Response and Reactions to the Photograph
Photographer John Moran reflected in a spherical mirror at Judge Field's
garden (now Guernsey Hall) in 1868.
A daguerreotype of members of the class of 1843. This daguerreotype is believed to be the earliest group portrait of members of a class at Princeton.
Montgomery P. Simons (1816-1877), a well-known Philadelphia-area daguerreotypist, took daguerreotype portraits of many Princeton faculty and students in the 1840s and 1850s. This composite daguerreotype portrait from 1851 of the faculty was taken by Simons. It pictures, left to right, on the top, Stephen Alexander, President James Carnahan, Matthew B. Hope (?), and on the bottom, John Torrey, John Maclean, and John Duffield.

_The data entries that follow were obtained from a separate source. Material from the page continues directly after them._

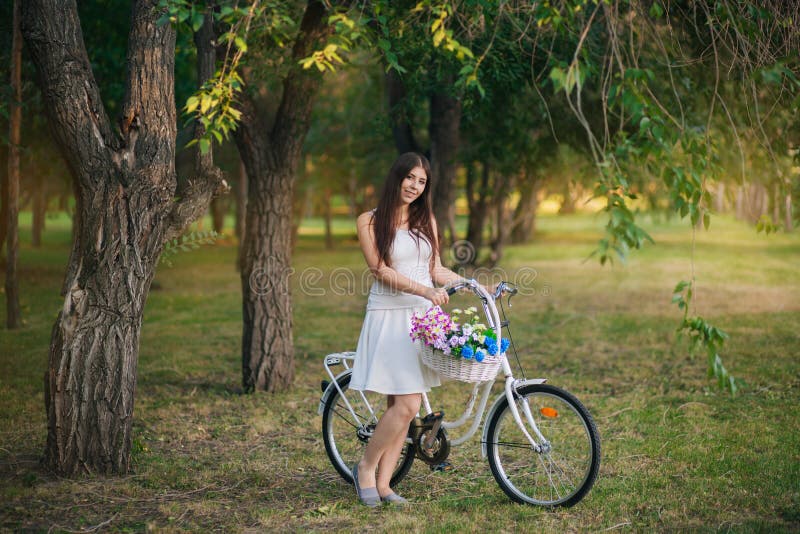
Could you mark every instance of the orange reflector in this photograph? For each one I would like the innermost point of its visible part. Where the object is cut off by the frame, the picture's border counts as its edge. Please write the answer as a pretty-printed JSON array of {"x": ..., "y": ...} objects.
[{"x": 549, "y": 412}]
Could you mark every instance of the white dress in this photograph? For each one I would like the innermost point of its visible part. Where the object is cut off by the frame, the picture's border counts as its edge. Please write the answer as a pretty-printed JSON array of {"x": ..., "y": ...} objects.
[{"x": 387, "y": 360}]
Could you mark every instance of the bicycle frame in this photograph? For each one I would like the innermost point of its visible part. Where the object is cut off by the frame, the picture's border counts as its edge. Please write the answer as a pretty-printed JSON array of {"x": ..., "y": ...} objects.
[{"x": 510, "y": 386}]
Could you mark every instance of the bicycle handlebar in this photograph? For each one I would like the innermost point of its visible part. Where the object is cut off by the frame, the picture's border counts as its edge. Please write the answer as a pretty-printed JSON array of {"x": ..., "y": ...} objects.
[{"x": 502, "y": 287}]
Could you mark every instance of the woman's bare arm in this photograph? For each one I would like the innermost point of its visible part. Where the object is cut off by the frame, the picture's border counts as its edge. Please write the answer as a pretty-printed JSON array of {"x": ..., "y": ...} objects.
[{"x": 384, "y": 273}]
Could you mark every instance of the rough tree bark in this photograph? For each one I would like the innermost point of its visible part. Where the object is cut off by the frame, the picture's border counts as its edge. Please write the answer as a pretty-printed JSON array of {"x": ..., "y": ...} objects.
[
  {"x": 125, "y": 185},
  {"x": 12, "y": 228},
  {"x": 271, "y": 155},
  {"x": 445, "y": 120}
]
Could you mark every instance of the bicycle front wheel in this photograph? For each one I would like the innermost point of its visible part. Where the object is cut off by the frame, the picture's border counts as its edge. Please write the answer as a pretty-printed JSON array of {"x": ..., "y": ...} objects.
[
  {"x": 345, "y": 438},
  {"x": 564, "y": 472}
]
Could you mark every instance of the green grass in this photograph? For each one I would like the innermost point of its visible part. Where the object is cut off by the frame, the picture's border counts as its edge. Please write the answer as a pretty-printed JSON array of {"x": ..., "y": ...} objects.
[{"x": 677, "y": 453}]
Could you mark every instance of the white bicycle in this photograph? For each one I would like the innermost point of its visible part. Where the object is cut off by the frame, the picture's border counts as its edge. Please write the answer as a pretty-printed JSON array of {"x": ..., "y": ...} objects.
[{"x": 542, "y": 444}]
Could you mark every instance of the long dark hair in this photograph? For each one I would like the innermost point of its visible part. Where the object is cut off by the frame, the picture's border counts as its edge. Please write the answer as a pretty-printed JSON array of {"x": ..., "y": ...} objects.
[{"x": 420, "y": 212}]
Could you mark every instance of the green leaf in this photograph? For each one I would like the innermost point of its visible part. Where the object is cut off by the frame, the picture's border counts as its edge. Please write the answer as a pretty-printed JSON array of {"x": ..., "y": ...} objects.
[
  {"x": 205, "y": 145},
  {"x": 240, "y": 43}
]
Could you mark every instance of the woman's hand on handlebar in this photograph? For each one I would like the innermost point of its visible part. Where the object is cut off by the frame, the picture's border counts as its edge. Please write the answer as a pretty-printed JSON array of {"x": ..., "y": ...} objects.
[{"x": 437, "y": 295}]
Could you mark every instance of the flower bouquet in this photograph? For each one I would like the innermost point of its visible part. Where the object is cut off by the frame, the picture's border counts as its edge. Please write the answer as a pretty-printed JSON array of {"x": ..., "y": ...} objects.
[{"x": 466, "y": 350}]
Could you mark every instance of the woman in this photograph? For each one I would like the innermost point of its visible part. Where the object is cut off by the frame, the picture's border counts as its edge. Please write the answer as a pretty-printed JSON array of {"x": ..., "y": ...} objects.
[{"x": 398, "y": 240}]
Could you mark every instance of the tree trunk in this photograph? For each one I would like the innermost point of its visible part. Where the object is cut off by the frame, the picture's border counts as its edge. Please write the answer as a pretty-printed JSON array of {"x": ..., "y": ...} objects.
[
  {"x": 271, "y": 156},
  {"x": 13, "y": 318},
  {"x": 524, "y": 222},
  {"x": 502, "y": 218},
  {"x": 445, "y": 119},
  {"x": 3, "y": 198},
  {"x": 787, "y": 214},
  {"x": 204, "y": 41},
  {"x": 125, "y": 210},
  {"x": 719, "y": 198},
  {"x": 39, "y": 209},
  {"x": 328, "y": 220},
  {"x": 402, "y": 132},
  {"x": 241, "y": 212},
  {"x": 241, "y": 201},
  {"x": 568, "y": 205},
  {"x": 740, "y": 212},
  {"x": 218, "y": 209},
  {"x": 478, "y": 206}
]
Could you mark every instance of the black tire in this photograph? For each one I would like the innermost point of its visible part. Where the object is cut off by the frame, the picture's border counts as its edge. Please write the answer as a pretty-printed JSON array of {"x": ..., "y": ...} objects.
[
  {"x": 340, "y": 431},
  {"x": 563, "y": 475}
]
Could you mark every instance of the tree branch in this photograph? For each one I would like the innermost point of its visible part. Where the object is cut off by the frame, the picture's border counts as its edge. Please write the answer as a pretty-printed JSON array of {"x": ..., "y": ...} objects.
[
  {"x": 301, "y": 86},
  {"x": 74, "y": 108}
]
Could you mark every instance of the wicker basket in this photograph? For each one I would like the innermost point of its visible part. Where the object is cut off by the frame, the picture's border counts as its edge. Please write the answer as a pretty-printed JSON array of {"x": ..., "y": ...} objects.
[{"x": 458, "y": 368}]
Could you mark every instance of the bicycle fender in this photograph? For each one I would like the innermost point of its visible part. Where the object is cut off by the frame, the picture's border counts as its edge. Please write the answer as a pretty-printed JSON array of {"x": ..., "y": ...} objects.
[
  {"x": 496, "y": 406},
  {"x": 330, "y": 389}
]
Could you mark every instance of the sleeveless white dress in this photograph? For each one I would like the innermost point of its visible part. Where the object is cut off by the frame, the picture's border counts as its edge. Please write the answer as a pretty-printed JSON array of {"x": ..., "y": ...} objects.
[{"x": 387, "y": 360}]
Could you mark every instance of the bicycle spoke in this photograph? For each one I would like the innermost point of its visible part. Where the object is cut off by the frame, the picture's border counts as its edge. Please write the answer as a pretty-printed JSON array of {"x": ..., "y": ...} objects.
[{"x": 562, "y": 474}]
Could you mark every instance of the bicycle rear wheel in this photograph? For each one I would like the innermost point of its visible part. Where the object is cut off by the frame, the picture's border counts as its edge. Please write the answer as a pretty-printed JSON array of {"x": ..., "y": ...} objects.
[
  {"x": 560, "y": 476},
  {"x": 345, "y": 440}
]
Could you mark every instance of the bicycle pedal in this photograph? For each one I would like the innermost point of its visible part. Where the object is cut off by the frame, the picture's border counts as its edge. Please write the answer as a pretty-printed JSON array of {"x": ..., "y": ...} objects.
[
  {"x": 433, "y": 416},
  {"x": 442, "y": 467}
]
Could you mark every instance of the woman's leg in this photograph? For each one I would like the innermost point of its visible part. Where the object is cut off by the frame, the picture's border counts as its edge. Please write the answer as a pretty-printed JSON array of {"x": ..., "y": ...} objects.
[
  {"x": 388, "y": 461},
  {"x": 386, "y": 442}
]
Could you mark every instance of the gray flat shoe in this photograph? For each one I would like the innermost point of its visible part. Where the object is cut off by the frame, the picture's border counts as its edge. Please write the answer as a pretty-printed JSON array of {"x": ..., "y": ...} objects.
[
  {"x": 395, "y": 499},
  {"x": 368, "y": 496}
]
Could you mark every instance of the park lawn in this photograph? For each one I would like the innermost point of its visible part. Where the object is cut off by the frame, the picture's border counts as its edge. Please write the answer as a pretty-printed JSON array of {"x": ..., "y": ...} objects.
[{"x": 678, "y": 454}]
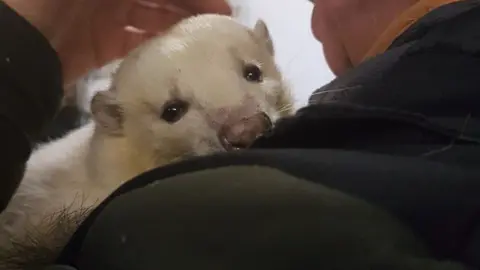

Joseph Henry, Professor of Natural Philosophy (what we call physics), utilized the medium of photography in his experiments on electricity and magnetism. He attempted to capture an electrical impression on a daguerrotype plate.
This photograph, taken by the photographer William R. Howell, shows the tallest and shortest men in the class of 1873. In the nineteenth century photographers came each year to Princeton to photograph the class. Students chose images from a list of photographs, creating a photograph album which documented their years at Princeton.
By 1891 photography, both the word and the medium, had become truly commonplace. Students took photographs with their own cameras and they surrounded themselves with photographs in their dormitory rooms. Here John M. Brennan (1892) and Chester Baylis (1892) sit reading by their fireplace, adorned with photographs, in their room in 14 North Dod Hall.